Repeat CT Chest with IV contrast showed persistent narrowing of the left upper lobe bronchus and complete occlusion of the left upper lobe pulmonary vein. Patient underwent EBUS with FNA which was negative for malignancy and infection, but concerning for fibrosing mediastinitis.
Subsequently the patient underwent an angioplasty and stenting of the left upper lobe pulmonary vein successfully and was discharged on Plavix and Aspirin to maintain patency of the vessel.

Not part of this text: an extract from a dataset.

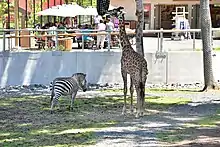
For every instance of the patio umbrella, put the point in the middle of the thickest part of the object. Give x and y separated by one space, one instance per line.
48 12
90 11
63 10
70 10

Fibrosing mediastinitis, also known as sclerosing mediastinitis or mediastinal fibrosis, is an uncommon benign disorder of proliferation of dense fibrous tissue within the mediastinum. Often the cause is idiopathic and while the pathogenesis is unknown, the prevailing theory is that mediastinal granules rupture into the mediastinum and cause inflammation. This can present in two varieties: local or diffuse disease. The main concern is the compression from the inflammation of the superior venous cava, pulmonary veins or arteries and other passages such as the airways and esophagus. Often diffuse disease has no good treatment but directed therapy at local disease has been shown to offer symptom improvement. Placement of vascular stents have been shown to provide anatomic obstruction relief along with improvement of pressure gradients and sustained symptomatic relief in patients. While long-term data is limited on stenting, it should be considered in the appropriate setting.
Unfortunately for our patient, his questionable medication compliance lead to the collapse of the previously placed stent. He underwent a second stenting with resolution of his symptoms.